映画は、水野美紀さん演じる殺人課の刑事・吉田和子が、猟奇殺人事件を追ううちに、その背後にある女の怨念(おんねん)ともいえる情念と欲望に、自らもからめとられていく様子が描かれている。和子を“地獄の糸”でからめとるのは、冨樫真さん演じる大学准教授の尾沢美津子と、神楽坂恵さんがふんする専業主婦の菊池いずみだ。彼女たち3人による、まがまがしくも、ときに甘美な女の世界が見る者を圧倒する。
強烈なラブシーンもいくつかあり、女性の観客はしばしば居心地が悪くなるだろうが、それもまた、女性心理を鋭く突いているからに他ならない。園監督が今作を製作した背景には「今の世の中、女の子映画はたくさんあるけど、女性の映画はほとんどない」という思いがある。確かに、80年代以前は、成熟した女性を主人公にした女性映画がたくさん作られた。一方最近は、若い女性が好みそうなロマンチックな、あるいは感動ドラマばかりで、今作はある種、そうした風潮に風穴を開けるものでもある。
それにしても、男性である園監督が、なぜ女性の内面をそこまで掘り下げて描写できるのか? その問いかけに監督は「女性の気持ちが分かるというより、いろんな女の人を取材し、そこから僕の中に女性の心理が生まれたのかもしれない」と明かした。そのほかに心掛けたこととして「男目線で映画を撮らないようにした。女性目線というか、いわゆる男性目線のエロスはやめておこうと思った」ことを挙げ、さらに「もともと僕は中性的なところがある。どちらかというと女性心理のほうが強いのかもしれない」と話した。
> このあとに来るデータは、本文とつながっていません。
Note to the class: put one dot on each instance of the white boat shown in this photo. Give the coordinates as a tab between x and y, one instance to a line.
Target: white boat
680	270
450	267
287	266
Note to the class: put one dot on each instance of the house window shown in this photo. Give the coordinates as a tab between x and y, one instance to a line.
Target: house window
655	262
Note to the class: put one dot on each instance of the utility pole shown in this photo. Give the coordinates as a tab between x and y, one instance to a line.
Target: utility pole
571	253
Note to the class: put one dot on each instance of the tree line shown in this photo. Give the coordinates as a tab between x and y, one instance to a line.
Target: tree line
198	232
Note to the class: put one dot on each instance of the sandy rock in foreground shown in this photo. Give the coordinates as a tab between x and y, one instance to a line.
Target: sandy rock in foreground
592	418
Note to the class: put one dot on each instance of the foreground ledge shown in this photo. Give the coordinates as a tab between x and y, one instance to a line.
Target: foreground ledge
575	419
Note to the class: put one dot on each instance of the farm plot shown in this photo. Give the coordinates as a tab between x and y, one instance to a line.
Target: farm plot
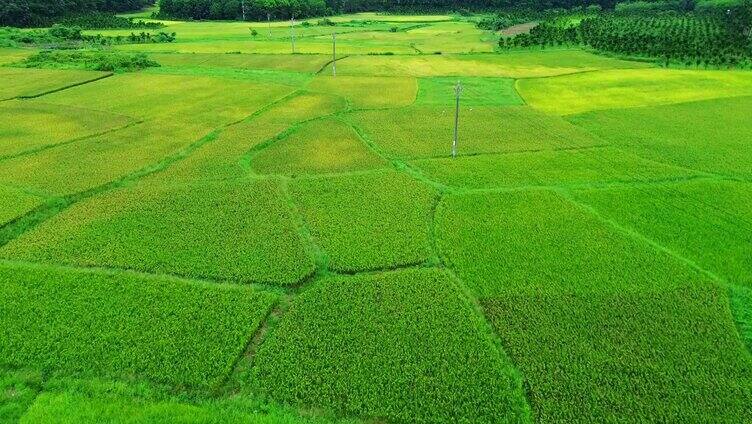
705	221
122	325
33	82
246	227
322	146
29	126
15	202
427	131
223	158
368	93
613	89
597	165
366	222
636	355
522	64
195	100
711	135
539	242
403	346
96	161
476	91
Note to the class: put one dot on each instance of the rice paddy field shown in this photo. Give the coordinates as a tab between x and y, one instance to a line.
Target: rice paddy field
240	235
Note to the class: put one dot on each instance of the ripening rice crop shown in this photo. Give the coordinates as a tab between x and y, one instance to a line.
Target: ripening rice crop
403	346
598	165
239	231
427	131
521	64
365	222
298	63
28	126
15	202
622	88
711	135
538	241
195	100
32	82
321	146
627	356
708	222
370	92
223	157
439	91
95	161
123	325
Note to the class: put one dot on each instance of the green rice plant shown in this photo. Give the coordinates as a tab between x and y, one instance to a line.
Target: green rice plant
401	346
122	325
98	400
308	63
222	158
710	136
643	354
439	91
537	241
368	93
15	202
427	131
247	227
27	126
587	166
34	82
366	222
321	146
613	89
519	64
18	389
704	221
741	307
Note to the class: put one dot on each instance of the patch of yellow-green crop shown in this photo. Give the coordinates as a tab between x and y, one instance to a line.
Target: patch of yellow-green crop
561	168
185	334
367	222
241	231
612	89
223	157
368	92
710	135
629	356
28	126
708	222
282	62
32	82
536	241
427	131
402	346
15	202
321	146
519	64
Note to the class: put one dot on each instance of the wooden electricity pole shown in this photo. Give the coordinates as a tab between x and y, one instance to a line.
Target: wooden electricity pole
334	53
292	33
457	92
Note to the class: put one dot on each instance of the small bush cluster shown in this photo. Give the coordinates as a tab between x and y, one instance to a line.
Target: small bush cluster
96	60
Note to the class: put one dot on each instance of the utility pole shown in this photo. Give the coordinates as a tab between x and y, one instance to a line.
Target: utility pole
457	92
292	33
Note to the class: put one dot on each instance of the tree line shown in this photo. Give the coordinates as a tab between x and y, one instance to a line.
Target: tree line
37	13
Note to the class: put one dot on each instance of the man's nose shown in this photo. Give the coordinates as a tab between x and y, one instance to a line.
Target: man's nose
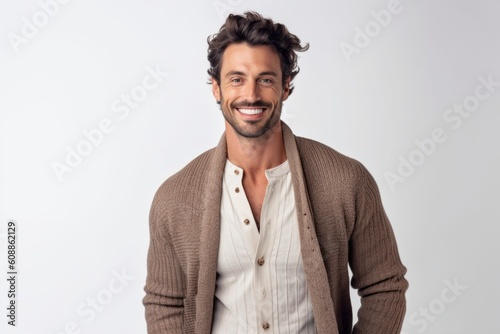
251	92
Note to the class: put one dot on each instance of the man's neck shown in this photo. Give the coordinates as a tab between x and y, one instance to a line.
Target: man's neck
255	155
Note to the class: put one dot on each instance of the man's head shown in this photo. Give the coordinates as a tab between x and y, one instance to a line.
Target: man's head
253	62
253	29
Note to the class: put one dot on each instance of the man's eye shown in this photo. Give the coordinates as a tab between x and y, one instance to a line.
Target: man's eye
266	80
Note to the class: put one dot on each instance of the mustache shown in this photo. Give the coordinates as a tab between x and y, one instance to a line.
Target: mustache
258	104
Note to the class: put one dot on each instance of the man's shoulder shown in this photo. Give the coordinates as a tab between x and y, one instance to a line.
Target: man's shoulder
189	178
318	155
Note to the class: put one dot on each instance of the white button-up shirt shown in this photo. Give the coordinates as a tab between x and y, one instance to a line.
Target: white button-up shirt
261	286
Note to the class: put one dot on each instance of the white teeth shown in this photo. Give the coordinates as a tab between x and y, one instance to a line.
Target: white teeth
251	111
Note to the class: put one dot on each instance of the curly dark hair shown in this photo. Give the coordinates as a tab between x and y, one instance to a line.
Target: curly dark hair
254	29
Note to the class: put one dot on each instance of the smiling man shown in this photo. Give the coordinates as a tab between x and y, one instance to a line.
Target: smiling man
256	235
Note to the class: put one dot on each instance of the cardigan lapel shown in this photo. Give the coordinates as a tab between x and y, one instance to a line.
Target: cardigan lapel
314	267
209	238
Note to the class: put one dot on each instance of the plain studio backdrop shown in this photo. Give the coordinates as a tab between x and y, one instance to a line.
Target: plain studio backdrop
101	101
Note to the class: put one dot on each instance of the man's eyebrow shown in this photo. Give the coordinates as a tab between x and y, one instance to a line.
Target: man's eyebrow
271	73
234	73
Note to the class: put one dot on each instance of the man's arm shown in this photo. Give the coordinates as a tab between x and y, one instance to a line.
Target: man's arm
378	273
164	300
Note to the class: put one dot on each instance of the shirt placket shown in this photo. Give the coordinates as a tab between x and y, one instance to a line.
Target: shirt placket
262	275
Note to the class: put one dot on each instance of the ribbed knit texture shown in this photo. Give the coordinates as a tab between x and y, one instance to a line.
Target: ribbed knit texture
341	223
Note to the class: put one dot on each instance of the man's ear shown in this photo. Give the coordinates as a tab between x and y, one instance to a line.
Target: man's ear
286	90
216	90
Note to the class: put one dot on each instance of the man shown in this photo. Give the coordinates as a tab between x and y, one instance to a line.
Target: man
256	234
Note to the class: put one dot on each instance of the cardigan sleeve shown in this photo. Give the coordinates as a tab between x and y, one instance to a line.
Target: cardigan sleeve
378	273
165	291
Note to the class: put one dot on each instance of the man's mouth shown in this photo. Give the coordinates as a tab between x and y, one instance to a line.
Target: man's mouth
250	111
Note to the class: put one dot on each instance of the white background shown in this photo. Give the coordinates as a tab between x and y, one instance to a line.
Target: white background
76	234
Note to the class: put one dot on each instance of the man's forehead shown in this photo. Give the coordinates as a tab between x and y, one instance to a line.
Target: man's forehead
242	56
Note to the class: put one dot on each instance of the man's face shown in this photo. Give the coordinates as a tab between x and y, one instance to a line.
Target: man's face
251	89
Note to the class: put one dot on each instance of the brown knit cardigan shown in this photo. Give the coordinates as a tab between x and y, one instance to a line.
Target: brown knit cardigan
341	223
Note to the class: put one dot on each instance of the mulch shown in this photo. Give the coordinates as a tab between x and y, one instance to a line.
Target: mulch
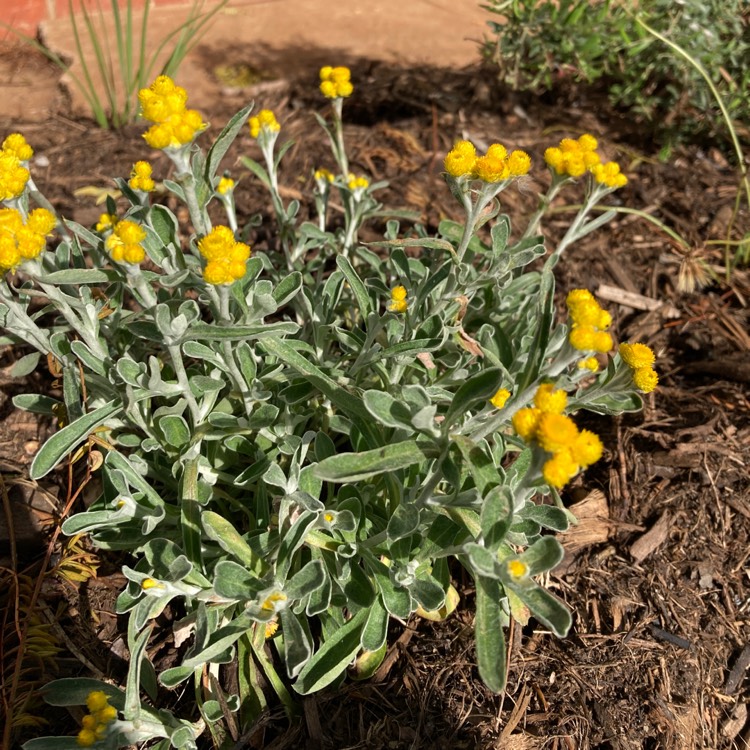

園監督といえば、女優の発掘という点でも一目置かれている。満島ひかりさんは、園監督の「愛のむきだし」での演技が注目され、いまや売れっ子になったし、今作に出演している元グラビアアイドルの神楽坂さんも、園監督の作品「冷たい熱帯魚」での熱演が多くの人の関心を引いた。女優発掘のバロメーターとなるのが、本人が自分の才能を疑っているか否かだという。「今の芝居で十分うまくいっているという人とは、いつもと同じ芝居になっちゃうから、一緒に仕事をしても面白くない。自分の芝居はまだまだもっと先に行けると考える人を手伝ってみたい」と指摘する。
映画は、不倫や売春、殺人といった深刻な問題をはらんでいるが、ときおり観客の間で笑いが起きるのも、また“園映画”らしさだ。「笑わせることを狙っているわけじゃないんだけど、結局笑われてしまうのがいつものパターン」というのが園監督の本音のようだが、「ヒミズ」がベネチア映画祭で上映されたときは「全然笑いがとれず、すごくがっかりした」と悔しがる。
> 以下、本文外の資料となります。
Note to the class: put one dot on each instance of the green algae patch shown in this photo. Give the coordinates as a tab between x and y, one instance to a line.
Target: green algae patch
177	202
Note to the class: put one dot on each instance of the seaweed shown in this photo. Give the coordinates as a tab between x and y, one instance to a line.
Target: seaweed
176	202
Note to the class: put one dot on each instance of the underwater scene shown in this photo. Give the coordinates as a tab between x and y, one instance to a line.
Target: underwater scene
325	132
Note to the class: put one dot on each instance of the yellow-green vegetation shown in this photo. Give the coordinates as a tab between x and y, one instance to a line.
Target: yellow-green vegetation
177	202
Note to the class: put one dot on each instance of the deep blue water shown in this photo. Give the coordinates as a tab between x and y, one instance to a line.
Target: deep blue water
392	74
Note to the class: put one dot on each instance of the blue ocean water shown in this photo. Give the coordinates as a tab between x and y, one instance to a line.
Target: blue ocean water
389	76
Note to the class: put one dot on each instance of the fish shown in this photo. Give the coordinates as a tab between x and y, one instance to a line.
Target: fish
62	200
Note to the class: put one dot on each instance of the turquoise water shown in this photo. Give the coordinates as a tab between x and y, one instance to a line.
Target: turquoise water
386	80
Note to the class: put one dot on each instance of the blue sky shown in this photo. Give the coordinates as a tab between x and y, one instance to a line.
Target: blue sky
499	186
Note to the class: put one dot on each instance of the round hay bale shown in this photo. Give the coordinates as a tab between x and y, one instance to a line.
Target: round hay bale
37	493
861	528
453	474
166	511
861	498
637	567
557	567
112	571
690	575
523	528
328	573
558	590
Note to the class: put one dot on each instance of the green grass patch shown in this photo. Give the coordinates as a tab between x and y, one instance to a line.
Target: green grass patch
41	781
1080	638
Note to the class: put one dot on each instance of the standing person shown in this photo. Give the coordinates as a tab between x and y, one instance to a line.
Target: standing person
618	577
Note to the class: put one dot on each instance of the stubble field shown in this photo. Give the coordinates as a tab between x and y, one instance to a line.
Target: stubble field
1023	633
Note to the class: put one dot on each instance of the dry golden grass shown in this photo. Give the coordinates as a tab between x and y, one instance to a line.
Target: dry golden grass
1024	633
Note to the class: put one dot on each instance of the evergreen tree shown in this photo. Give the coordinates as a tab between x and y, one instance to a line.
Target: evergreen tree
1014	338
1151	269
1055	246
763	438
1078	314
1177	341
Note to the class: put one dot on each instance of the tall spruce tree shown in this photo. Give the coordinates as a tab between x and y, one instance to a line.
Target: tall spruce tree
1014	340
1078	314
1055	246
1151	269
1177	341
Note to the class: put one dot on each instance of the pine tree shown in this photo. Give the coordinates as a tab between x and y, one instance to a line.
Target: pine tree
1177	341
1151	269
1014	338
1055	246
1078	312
「あなたにとって映画とは?」とたずねると、「仕事だよね。家賃払わなきゃならないし」と即答。インタビューをしたときには、ちょうど“吸引力の落ちない”という某メーカーの高級掃除機を欲しがっていた。「次の映画はその掃除機がテーマ」と冗談交じりにいうが、そんな軽いジョークで質問をいなす監督だからこそ、深刻なテーマを扱いながらも、ときおりクスリと笑えるユーモアのあるシーンを盛り込むことができるのだろう。
ただ、監督本人は今作のテーマを「女」というだけにとどめ、女性についての“何か”と限定するつもりはないらしい。「『女』というタイトルの詩集があって、テーマが女性で、ページをめくると女性にかんする詩がたくさん入っている。個別のシーンごとにいろんなことを描いているけど、その中の何か一つを抜き出して描こうとしたわけじゃない。いつも『テーマは?』と聞かれ、『分からないな』となるんだけど、今回も同じ。細かいことは表現していない。女の何を? いや“女”、それだけだと」。“女”がテーマの「恋の罪」。男性、女性とも、それなりの覚悟を持ってスクリーンに挑んでいただきたい。
<プロフィル>
1987年「男の花道」でぴあフィルムフェスティバルのグランプリを受賞し、90年、ぴあスカラシップ作品として「自転車吐息」を製作。以降、「自殺サークル」(02年)、「紀子の食卓」(06年)、「エクステ」(07年)、「ちゃんと伝える」(09年)などの映画を世に送り出す。また「愛のむきだし」(08年)はベルリン国際映画祭カリガリ賞、国際批評家連盟賞に輝き、「冷たい熱帯魚」(11年)はベネチア国際映画祭オリゾンティ部門に正式出品。さらに今作「恋の罪」はカンヌ国際映画祭監督週間に正式出品された。なお、12年公開の「ヒミズ」では、主演の染谷将太さん、二階堂ふみさんにベネチア国際映画祭最優秀新人俳優賞をもたらしている。